The book’s concluding chapter is a meditation on the contemporary relevance of the critique of technology advanced by these thinkers, especially insofar as the critique can be read as an attack on the idea that technology is value neutral. Ashcroft first notes that as critics of the relationship between technology and the environment, these thinkers anticipated many of the themes which are now discussed under the rubric of the ‘Anthropocene’ (p. 212–14). Specifically, they were concerned with decoding the ways in which worldliness, as such, has come to be transformed by technology, in ways that mirror contemporary discussions of the anthropocentric character of our age. The organising principle of such a transformation is the emergence of a new kind of existential threat, one that unifies the world in a negative relation to it. Ashcroft observes that where once the threat of nuclear war shaped the consciousness of the Cold War, climate change and the prospect of irreversible environmental disaster similarly stalks contemporary society (p. 220). In both instances, this way of conceptualising our global interconnectedness opens the door to renewed international cooperation.

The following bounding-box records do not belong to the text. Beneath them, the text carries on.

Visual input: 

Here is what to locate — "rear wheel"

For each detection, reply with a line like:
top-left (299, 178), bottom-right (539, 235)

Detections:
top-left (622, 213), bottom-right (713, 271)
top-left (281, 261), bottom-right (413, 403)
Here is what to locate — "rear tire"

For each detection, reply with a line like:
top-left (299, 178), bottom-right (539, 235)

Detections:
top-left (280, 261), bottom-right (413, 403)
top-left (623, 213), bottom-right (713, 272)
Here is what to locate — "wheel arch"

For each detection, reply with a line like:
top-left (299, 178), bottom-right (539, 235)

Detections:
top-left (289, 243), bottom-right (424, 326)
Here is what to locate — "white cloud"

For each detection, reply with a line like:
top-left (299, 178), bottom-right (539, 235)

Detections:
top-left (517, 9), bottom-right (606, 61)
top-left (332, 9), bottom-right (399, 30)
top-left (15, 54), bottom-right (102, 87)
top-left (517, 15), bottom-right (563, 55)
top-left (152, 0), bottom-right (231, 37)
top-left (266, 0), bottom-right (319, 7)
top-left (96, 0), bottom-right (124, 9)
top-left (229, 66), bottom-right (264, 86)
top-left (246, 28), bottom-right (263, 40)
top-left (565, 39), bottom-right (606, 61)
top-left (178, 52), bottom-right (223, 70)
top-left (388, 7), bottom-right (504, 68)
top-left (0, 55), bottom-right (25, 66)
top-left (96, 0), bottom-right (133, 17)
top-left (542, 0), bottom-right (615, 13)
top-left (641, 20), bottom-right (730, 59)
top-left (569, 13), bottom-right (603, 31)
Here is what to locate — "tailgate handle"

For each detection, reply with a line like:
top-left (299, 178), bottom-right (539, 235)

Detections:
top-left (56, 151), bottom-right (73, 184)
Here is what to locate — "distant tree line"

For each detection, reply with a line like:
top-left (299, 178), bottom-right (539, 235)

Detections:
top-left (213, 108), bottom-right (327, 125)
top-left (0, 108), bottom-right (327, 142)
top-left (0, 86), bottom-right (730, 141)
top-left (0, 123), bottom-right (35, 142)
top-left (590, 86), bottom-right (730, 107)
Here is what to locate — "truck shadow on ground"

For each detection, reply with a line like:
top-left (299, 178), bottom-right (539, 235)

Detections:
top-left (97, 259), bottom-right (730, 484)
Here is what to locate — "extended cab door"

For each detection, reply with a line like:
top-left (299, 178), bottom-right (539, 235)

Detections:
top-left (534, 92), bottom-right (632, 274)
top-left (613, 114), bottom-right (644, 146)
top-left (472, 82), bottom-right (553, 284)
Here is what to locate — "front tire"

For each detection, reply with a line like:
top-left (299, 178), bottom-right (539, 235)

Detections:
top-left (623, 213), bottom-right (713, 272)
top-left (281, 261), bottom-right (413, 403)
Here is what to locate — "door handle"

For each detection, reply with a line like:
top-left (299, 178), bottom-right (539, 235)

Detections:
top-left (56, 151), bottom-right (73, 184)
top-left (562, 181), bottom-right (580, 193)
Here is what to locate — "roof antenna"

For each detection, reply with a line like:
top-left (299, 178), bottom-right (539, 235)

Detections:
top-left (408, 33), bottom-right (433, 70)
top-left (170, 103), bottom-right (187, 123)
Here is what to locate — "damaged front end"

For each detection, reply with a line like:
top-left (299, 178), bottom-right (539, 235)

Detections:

Finally, Ashcroft points to the way in which these thinkers agreed that a political alternative was needed to counter the risks posed by technology. Because technology is not value neutral, they said, its intractable catastrophic potential could only be solved by bringing about revolutionary changes in the organisation of society and the philosophies that underpinned it. Technology itself needed to be dethroned, deprived of its privileged status. This perspective provides a valuable contrast to the still-dominant narrative around technological risk, which encourages governments to address the problem through well-designed regulation and technocratic fixes. Instead, technological change should be understood as a genuinely political phenomenon, and the effects ought to be exposed to democratic contestation. Amid panics over AI safety, the effect of social media access on children, the use of autonomous weapons systems in the wars in Ukraine and Gaza, and countless other technologically-inflected hazards, Ashcroft’s intervention is especially well-timed. If nothing else, it reminds us that the lines dividing techno-optimists from pessimists today – distinctions drawn ever starker as debates over AI and social media, for example, emerge as mainstream political concerns – are hardly recent inventions. On the contrary, they were drawn almost a century ago, in large part by the thinkers brought to life in this book.
Jesse Roberts is an MPhil student in Political Thought and Intellectual History at the University of Cambridge.